Choose a tag to compare

Major Features

  1. Overlapped Q Ranges Support For Full Mask

    • Enhanced support for overlapping query ranges for more flexible attention computation
    • Added proper synchronization and atomic reduction control for overlapped ranges
  2. Precision Improvements

    • Using higher precision in forward pass to reduce errors from partial output correction
    • Zero-initialized tensors to avoid NaN values in padding tokens interfering with gradients for other tokens

Architecture Refactoring

  1. Code Cleanup

    • Removed is_causal_mask_supported experimental feature flag, as well as the usage in unitest code
    • Removed unused properties from DispatchMeta
    • Simplified DistAttnRuntimeKey implementation
    • Refactored zero-filling range initialization logic
  2. Core Algorithm Optimizations

    • Generalized attention dispatch meta calculation for overlapped query ranges
    • Simplified dispatch and undispatch functional flows

Testing Enhancements

  1. New Tests
    • Added position IDs test suite
    • Added test cases for overlapped query ranges

Bug Fixes

  1. Build System Fixes

    • Fixed CUDA tools path handling
    • Improved build process robustness
  2. Flex Flash Attention

    • Fixed atomic reduction issues
    • Added thread fence to avoid race conditions

MagiAttention V1.0.0

21 Apr 01:51
0bdc141

Choose a tag to compare

This is the first open-sourced version of MagiAttention, a distributed attention mechanism towards linear scalability for ultra-long, heterogeneous data training.

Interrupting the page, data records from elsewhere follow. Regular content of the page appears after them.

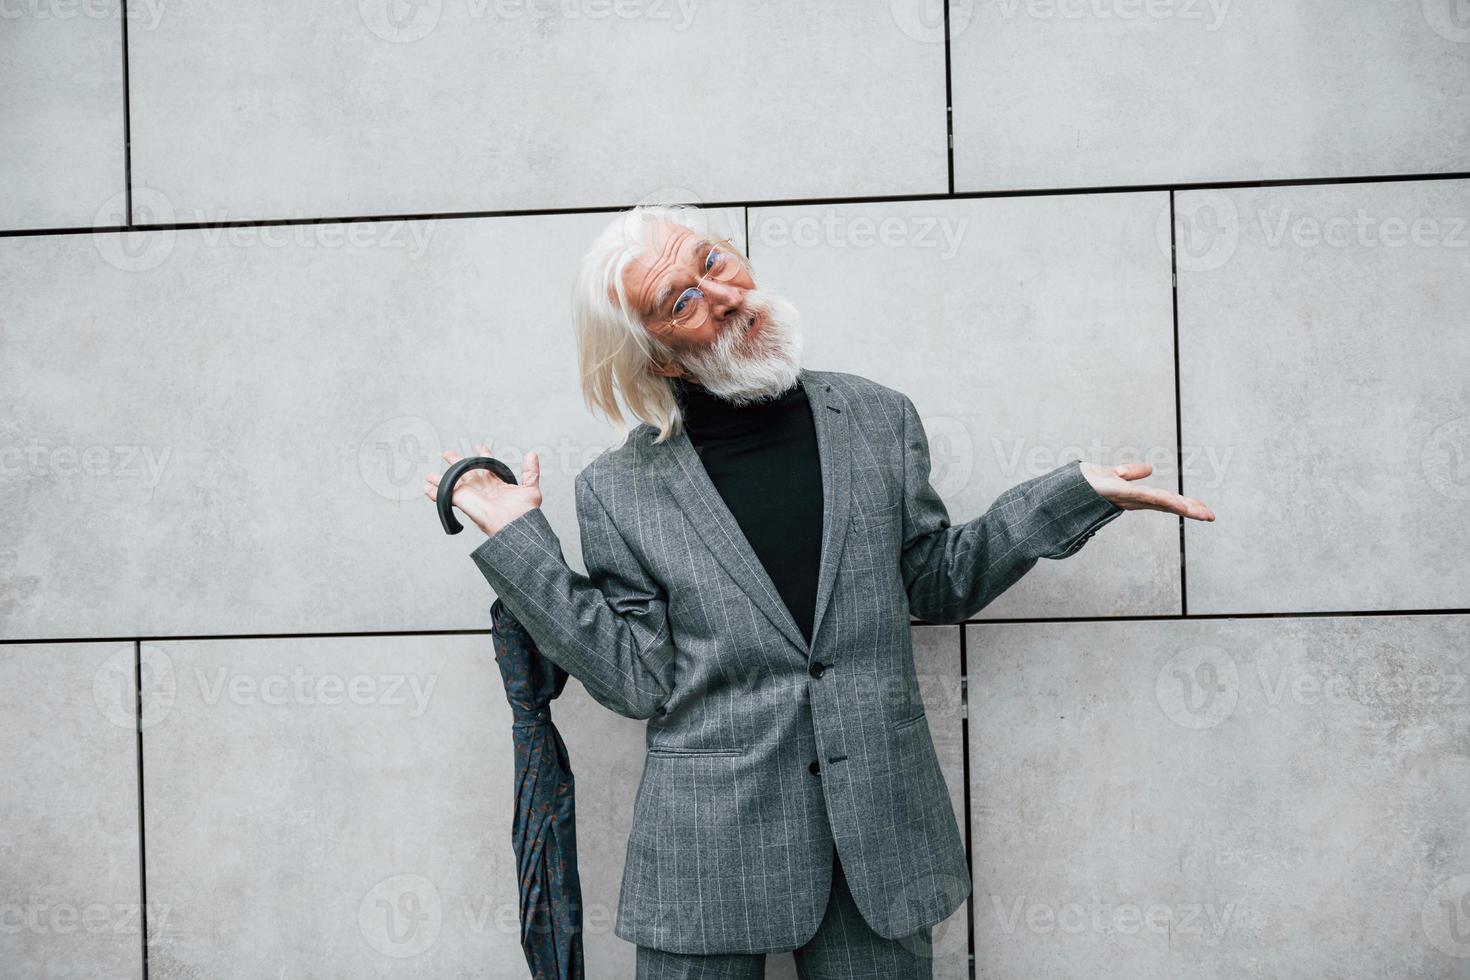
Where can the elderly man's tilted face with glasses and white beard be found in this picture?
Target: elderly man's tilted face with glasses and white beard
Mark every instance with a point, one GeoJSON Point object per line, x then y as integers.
{"type": "Point", "coordinates": [745, 346]}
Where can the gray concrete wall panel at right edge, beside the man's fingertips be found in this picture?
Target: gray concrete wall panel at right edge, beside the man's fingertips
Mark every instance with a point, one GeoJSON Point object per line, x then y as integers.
{"type": "Point", "coordinates": [1324, 364]}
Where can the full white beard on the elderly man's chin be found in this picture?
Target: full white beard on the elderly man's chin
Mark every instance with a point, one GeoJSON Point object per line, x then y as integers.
{"type": "Point", "coordinates": [746, 371]}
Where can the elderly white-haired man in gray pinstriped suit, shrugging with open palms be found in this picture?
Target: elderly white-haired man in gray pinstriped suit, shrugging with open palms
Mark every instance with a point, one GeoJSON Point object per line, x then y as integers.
{"type": "Point", "coordinates": [755, 552]}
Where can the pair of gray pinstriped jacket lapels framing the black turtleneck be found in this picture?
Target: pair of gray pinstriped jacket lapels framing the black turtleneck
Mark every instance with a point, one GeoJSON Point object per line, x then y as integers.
{"type": "Point", "coordinates": [683, 471]}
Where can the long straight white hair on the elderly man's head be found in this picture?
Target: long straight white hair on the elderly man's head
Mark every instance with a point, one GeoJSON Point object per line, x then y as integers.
{"type": "Point", "coordinates": [615, 352]}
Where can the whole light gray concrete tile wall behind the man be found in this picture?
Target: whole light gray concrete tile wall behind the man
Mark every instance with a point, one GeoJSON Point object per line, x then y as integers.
{"type": "Point", "coordinates": [261, 264]}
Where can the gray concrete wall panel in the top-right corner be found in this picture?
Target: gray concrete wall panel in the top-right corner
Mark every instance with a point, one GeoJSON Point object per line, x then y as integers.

We provide four key features to realize linear scalability:

  • Flexbile Flash Attention Kernel. We introduce a generalized formulation for irregular attention mask patterns and implement a flexible flash attention kernel (FFA). It is natively designed for distribution scenarios and provides greater flexibility in handling diverse attention mask types, with performance comparable to Flash-Attention 3 on Hopper GPUs.
  • Computation Load-Balance. With a fine-grained sharding strategies, we elaborate an efficient dispatch solver that ensures balanced attention computational loads across each CP rank in every training iteration.
  • Zero-Redundant Communication. Instead of adopting the common Ring-style P2P communication pattern in CP, we propose two novel communication primitives, GroupCast and GroupReduce, built upon All-to-All-v as a prototypal implementation, enabling zero-redundant communication volume for both forward and backward passes.
  • Adaptive Multi-Stage Overlap. Leveraging the above enhancements, we further implement a multi-stage compute-communication overlap strategy that effectively hides communication latency and adaptively optimizes overlap through manual or automatic tuning.

The development of this project is ongoing. We trust it will be a valuable resource for you and warmly welcome your contributions.